Let’s talk about “Bildung”

Aileen
Die Zukunftsbauer — was ist deine Mission?
13 min readAug 19, 2019

Vor einigen Wochen fiel mir ein Artikel des Autors Sascha Lobo in die Hände, der mich wütend gemacht hat. Er fordert: “Wir brauchen weniger Bildung und mehr Erziehung in den Schulen”. Dabei ärgert mich nicht die provokante These an sich, die ich sogar teils unterstütze, sondern, dass es einmal mehr ein grundlegendes Problem in Deutschland aufzeigt: Es fehlt eine gesellschaftlich gelebte Definition davon, was Bildung eigentlich ist…
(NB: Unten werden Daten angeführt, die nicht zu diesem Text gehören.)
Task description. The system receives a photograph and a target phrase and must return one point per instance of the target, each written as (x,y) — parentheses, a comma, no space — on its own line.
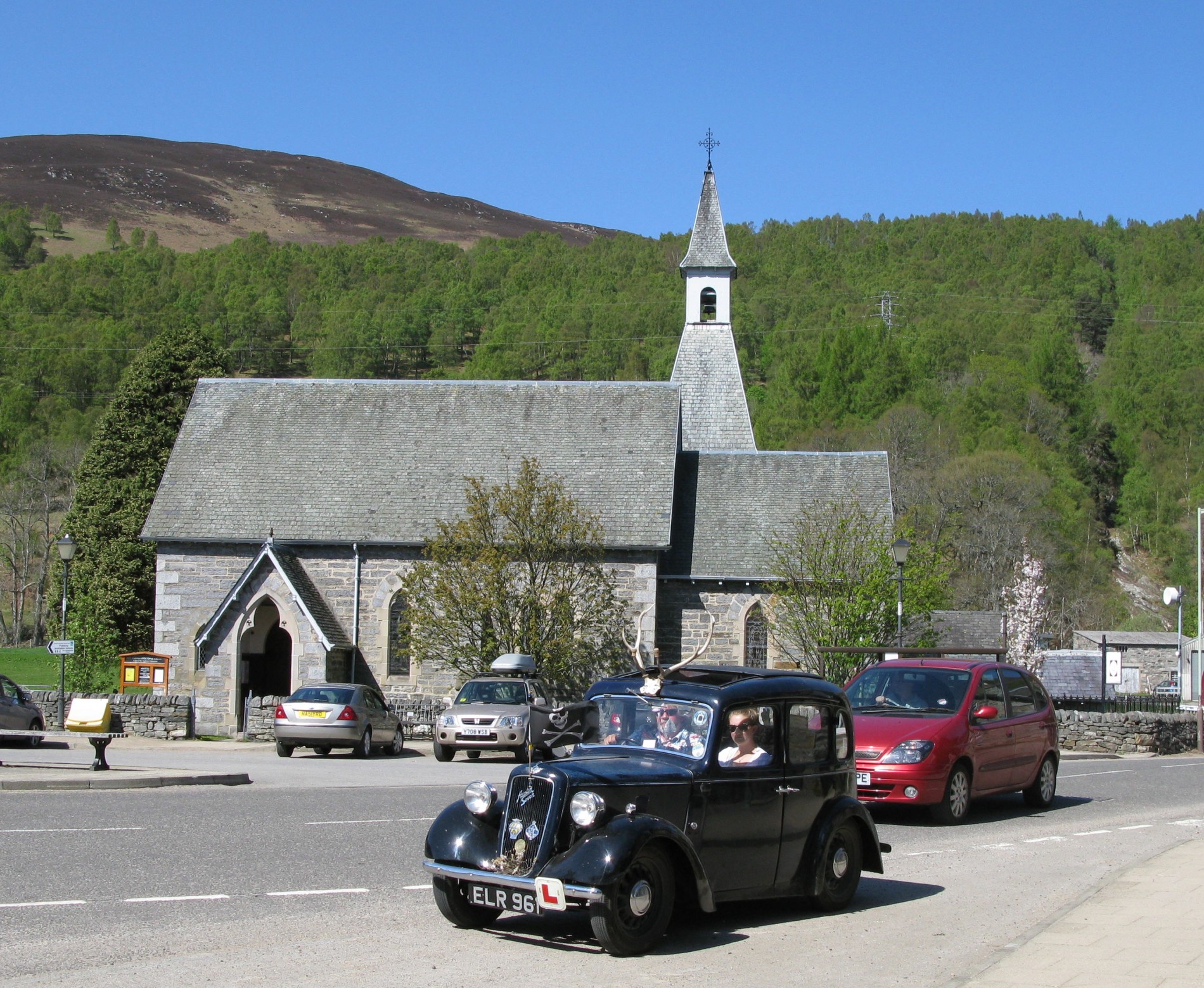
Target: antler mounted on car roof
(654,673)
https://www.spiegel.de/netzwelt/netzpolitik/schule-der-zukunft-mehr-erziehung-weniger-bildung-kolumne-a-1276675.html

Lieber Herr Lobo,

ich bin Aileen, Zukunftsforscherin, Berliner Bildungsaktivistin und Gründerin eines BMBF prämierten Bildungsprojekts, dass Menschen zu Gestaltern ihrer und unserer Zukunft macht. Von Ihnen weiß ich, dass Sie gern gesehener Gast auf Kongressen wie der Republica sind und für das ein oder andere Zitat von Ihnen habe ich mich auch schon begeistern lassen. Vorab: Ich finde ehrliche Meinungen, Provokation und Diversität großartig, denn genau das fehlt uns in unserer oft oberflächlichen Debattengesellschaft. Trotzdem sollten wir mal über Ihren letzten Artikel sprechen, denn da zeigt sich ein Problem: Wir leben leider, anders als von Ihnen behauptet, noch nicht genügend Bildung im Sinne eines humanistischen Bildungsverständnisses in diesem Land…

Inhalt Artikel:

  1. Status Quo: Die Rolle von Bildung in Deutschland — da geht noch was!
  2. Sozialisation, Erziehung und Bildung: eine Begriffsklärung.
  3. Bildung vs. Ausbildung, worüber reden wir eigentlich?
  4. Bildung = Imagination and Creation!
  5. Bildung als Erlebnis und Transformationsmoment, nicht als Zertifikat.
  6. Bildung: Die Basis für eine neue Verantwortungsgesellschaft.
  7. Wo bleibt Ihre Bildungsutopie, Herr Lobo?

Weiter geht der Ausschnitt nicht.